The Higher Ground Group, composed of the Rev. Joanna Adams of First Presbyterian Church, Imam Plemon El-Amin of the Atlanta Masjid of Al-Islam, the Rev. Joe Roberts of Ebenezer Baptist Church and Rabbi Alvin Sugarman of The Temple, is calling it quits. Since 2010 they have been active through a weekly blog, strong social media presence and special-event panels where the leaders held conversations with inspired members of the metro Atlanta community.
Calling themselves “faith-based but not faith-biased,” the group explored current issues and hoped to demonstrate that humanity can work together through differences in background and religion.
After ending the blog in February, the group of emeritus clergy will meet in March to close out the partnership.
“Over the last five years, we’ve gotten older and had a few health issues, so I imagine that has something to do with it,” Rabbi Sugarman said of ending the collaboration. “We are going to continue as individuals. We’ve worked together on different projects over the years, and we will continue to work together on our own as far as I know.”

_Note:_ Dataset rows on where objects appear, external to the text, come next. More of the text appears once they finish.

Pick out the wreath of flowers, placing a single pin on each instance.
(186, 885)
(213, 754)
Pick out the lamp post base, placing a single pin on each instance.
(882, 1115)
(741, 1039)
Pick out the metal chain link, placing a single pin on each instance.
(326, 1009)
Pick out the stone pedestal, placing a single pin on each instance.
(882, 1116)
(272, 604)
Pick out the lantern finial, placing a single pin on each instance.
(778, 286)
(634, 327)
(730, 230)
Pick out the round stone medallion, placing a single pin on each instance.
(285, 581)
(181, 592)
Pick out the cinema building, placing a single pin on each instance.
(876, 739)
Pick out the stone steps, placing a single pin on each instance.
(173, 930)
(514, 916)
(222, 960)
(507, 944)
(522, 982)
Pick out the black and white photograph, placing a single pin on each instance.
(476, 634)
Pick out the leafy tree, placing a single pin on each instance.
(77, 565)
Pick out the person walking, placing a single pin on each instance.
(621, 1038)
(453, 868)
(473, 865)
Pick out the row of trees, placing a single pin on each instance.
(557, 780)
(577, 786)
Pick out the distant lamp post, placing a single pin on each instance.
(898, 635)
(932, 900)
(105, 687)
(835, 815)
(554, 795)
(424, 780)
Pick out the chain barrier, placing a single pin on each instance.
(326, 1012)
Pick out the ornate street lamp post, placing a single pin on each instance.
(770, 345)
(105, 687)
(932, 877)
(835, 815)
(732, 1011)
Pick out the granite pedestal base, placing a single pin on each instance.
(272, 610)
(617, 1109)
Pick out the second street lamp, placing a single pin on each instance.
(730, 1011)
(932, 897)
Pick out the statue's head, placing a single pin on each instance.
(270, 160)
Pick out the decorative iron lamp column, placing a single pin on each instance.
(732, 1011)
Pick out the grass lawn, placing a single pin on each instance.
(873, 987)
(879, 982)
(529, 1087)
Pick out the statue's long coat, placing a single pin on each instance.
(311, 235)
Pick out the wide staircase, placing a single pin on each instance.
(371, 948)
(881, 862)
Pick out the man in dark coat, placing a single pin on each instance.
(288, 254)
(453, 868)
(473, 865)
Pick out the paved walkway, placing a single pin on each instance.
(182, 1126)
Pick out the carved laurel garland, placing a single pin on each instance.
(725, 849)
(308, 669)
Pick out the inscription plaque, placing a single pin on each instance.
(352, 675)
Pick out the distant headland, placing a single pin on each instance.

The Community Foundation for Greater Atlanta formed the organization, which has covered such issues as racial equality, homelessness, social justice and discrimination. The group planned to lead the way for future generations to make communities more welcoming through social action.
The full collection of Higher Ground blog posts will remain available on the Community Foundation for Greater Atlanta’s website (www.cfgreateratlanta.org). The Higher Ground Group has won many awards, including Emory University’s 18th annual Martin Luther King Jr. Award for Innovation for Change.

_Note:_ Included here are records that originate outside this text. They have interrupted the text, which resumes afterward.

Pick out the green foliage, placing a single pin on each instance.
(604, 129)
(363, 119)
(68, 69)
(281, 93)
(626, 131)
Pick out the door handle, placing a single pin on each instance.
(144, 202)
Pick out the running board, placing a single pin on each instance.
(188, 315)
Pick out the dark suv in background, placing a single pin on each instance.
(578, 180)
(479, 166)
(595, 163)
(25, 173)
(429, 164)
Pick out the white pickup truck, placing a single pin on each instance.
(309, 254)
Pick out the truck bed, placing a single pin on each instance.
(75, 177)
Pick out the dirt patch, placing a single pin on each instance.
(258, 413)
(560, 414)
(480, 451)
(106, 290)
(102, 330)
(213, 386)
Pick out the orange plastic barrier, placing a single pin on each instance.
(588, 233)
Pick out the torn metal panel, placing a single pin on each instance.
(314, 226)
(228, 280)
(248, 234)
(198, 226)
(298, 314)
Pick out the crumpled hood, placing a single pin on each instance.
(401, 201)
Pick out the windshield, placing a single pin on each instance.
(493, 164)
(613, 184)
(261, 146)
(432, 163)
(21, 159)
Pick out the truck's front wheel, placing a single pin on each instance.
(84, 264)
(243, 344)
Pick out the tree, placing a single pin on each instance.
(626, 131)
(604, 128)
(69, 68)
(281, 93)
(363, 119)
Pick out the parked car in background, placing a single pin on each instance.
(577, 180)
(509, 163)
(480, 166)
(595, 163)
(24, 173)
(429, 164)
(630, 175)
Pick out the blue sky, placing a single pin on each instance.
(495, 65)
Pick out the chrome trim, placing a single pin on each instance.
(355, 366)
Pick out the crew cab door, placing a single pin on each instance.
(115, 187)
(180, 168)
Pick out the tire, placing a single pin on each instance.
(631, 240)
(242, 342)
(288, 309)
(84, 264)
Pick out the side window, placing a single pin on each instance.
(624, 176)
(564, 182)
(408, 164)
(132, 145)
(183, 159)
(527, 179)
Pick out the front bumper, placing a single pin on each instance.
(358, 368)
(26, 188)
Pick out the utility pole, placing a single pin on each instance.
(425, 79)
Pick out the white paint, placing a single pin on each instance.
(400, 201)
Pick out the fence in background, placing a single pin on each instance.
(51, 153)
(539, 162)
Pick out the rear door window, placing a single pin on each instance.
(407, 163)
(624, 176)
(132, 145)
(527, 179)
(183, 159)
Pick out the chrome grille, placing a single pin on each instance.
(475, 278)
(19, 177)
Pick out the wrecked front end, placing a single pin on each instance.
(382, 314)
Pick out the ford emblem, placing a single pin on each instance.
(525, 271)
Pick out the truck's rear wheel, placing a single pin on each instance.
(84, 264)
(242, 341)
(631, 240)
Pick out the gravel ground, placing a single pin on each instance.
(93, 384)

Higher Ground helped raise awareness and inspire action on issues affecting all of Atlanta. Rabbi Sugarman said he hopes another group steps up to fill the group’s shoes.
“It’s wide open,” he said. “The market is out there. I would urge that the generation behind us form some type of group that would pick up where we are leaving off. Whenever we did appearances as a group, the feedback was overwhelmingly positive. So I think we were received with great gratitude, and we were successful.”